UPDATE 1-Clipper says strikes US windfarm pact with BP
(Adds more details, CEO's comments, share price)
LONDON, July 30 (Reuters) - UK-listed wind turbine maker Clipper Windpower said on Wednesday it will team up with the alternative energy unit of BP (BP.L) to develop a windfarm in the US, the world's fastest growing market for such power.
Clipper CWPR.L and BP will be equal partners in the 5,050 MW project in South Dakota, where BP will acquire 1,750 MW of wind development assets from Clipper for $26.25 million.
The joint venture will also buy a further 2,020 Clipper turbines as the project progresses, making it one of the world's largest windfarms, Clipper said in a statement.
However, Clipper shares were down 3 percent at 400 pence at 0727 GMT on concerns that the near-doubling in the price of steel, a key raw material, will sap profits.
Operating profit margins next year could be "substantially lower" than the 9-12 percent previously expected if recent increases in steel costs do not abate, Clipper said.
Nevertheless production glitches have been resolved and the majority of its startup costs have been accounted for, Clipper said, adding that margins should improve in 2010, helped by higher sales volumes and improved pricing.
It currently has over $265 million in cash, with that balance improving slightly by year-end, Clipper said.
"The tough times are behind us," Chief Operating Officer Doug Pertz said in a telephone interview. "We've turned the corner and anticipate breaking even in the second half. We still anticipate being profitable next year."
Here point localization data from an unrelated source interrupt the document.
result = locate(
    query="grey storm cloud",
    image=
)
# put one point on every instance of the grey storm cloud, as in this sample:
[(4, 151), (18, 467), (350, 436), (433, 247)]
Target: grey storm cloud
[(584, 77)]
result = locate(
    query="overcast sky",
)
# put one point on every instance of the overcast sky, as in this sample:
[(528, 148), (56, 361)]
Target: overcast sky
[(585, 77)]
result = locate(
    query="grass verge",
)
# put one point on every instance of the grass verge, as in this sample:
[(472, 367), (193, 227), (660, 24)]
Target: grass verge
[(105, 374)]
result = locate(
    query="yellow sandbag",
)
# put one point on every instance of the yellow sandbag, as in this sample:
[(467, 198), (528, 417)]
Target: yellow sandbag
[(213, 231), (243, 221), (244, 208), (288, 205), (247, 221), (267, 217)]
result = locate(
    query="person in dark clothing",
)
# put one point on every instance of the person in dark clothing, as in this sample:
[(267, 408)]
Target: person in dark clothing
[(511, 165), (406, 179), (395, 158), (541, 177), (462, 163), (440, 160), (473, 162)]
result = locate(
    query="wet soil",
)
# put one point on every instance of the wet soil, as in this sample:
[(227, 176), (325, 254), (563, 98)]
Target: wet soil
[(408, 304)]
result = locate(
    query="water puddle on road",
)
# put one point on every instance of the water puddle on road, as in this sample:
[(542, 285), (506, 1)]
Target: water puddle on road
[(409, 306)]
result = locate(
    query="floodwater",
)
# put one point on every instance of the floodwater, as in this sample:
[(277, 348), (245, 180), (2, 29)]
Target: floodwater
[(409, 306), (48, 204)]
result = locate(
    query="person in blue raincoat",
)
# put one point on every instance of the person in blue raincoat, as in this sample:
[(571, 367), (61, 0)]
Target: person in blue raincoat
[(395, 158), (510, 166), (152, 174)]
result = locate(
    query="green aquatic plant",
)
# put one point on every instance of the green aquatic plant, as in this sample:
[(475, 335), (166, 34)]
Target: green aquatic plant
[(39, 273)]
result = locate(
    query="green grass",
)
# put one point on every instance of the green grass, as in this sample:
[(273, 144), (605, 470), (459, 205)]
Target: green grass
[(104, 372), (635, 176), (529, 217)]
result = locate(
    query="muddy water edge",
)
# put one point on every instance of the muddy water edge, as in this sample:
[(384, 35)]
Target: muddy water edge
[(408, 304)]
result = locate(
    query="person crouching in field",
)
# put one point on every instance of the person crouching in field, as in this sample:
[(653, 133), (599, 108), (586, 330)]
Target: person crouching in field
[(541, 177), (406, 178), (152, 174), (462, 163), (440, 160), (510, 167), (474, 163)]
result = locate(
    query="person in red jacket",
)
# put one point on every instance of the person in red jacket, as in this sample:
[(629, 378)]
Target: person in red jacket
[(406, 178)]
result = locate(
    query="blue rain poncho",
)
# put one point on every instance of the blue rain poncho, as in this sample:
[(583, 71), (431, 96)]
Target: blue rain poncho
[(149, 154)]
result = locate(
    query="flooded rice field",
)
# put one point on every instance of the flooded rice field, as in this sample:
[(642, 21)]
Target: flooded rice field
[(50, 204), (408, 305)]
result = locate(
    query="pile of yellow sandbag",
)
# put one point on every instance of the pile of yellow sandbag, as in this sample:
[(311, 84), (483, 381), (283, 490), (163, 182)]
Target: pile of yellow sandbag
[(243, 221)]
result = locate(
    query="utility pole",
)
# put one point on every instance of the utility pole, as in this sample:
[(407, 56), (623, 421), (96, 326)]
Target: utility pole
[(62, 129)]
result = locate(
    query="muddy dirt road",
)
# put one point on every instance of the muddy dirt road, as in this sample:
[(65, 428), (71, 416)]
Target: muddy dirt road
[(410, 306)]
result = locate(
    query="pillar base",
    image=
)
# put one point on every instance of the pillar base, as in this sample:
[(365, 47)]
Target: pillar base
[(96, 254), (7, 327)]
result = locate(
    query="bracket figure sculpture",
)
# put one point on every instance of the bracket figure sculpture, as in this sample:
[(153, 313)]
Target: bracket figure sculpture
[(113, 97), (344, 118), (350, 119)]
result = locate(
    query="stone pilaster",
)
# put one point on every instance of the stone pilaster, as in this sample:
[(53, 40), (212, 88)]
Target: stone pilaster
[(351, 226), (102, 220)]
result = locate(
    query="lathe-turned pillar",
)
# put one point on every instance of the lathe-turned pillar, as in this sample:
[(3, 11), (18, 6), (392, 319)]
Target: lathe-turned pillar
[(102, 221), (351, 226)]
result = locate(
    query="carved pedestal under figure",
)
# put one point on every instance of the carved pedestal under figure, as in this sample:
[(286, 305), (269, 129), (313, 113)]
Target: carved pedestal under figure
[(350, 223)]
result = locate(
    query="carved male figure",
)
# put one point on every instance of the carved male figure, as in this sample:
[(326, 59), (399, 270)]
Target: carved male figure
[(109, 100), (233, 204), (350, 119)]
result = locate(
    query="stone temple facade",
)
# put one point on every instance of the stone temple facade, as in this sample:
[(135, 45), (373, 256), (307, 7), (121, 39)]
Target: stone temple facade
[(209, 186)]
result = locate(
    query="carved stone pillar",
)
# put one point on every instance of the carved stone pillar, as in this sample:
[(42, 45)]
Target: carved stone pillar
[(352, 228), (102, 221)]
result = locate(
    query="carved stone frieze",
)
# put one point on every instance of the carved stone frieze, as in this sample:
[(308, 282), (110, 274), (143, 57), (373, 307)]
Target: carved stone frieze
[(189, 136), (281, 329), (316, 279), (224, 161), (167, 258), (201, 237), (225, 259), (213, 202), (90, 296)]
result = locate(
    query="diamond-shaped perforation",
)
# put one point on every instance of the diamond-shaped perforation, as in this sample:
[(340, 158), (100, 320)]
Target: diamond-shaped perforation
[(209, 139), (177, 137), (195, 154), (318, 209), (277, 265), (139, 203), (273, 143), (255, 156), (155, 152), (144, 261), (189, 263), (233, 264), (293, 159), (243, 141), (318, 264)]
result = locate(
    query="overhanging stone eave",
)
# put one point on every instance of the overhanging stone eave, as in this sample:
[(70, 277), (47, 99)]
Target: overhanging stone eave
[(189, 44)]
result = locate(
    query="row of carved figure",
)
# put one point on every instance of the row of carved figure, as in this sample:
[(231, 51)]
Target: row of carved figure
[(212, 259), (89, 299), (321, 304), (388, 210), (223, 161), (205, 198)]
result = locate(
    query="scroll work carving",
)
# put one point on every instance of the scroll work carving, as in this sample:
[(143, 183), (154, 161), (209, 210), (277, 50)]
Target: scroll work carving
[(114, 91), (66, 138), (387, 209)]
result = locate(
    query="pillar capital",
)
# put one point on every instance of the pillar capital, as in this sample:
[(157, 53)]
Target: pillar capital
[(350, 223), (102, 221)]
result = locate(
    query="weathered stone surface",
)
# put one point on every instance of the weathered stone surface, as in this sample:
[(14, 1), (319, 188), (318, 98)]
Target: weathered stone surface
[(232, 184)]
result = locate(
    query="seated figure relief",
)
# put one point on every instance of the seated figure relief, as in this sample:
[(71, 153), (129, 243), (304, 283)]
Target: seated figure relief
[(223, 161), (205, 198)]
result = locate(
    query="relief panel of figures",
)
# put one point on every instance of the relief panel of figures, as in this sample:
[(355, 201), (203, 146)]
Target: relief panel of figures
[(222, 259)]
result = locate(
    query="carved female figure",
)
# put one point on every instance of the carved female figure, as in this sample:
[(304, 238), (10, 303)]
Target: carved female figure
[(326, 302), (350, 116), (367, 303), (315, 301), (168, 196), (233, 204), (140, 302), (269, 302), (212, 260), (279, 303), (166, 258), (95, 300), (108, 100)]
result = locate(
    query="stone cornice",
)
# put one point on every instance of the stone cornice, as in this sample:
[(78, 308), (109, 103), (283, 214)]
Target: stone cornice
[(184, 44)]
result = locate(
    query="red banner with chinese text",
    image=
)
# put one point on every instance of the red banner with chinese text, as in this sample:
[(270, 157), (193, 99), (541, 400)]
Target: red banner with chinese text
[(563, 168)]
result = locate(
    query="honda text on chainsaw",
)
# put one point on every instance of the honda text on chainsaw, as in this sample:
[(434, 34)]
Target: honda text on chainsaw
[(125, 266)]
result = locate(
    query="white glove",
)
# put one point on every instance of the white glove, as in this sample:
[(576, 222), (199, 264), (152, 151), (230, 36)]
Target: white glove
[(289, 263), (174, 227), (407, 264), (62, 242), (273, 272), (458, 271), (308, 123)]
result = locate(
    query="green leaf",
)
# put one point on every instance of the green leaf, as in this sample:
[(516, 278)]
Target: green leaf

In 2007 Clipper produced 137 turbines and in 2009 is expected to produce over 350, increasing steel volumes by approximately 260 percent, Clipper said.
Sky-high costs of steelmaking raw materials like iron ore and coking coal, have pushed world steel prices to record highs, giving major steelmakers fat profits, as they are able pass on costs to their customers.
Clipper still has about 6,000 MW in its asset portfolio and is in various stages of talks with other partners in the US to develop similar joint ventures such as the one it has struck with BP, Pertz said.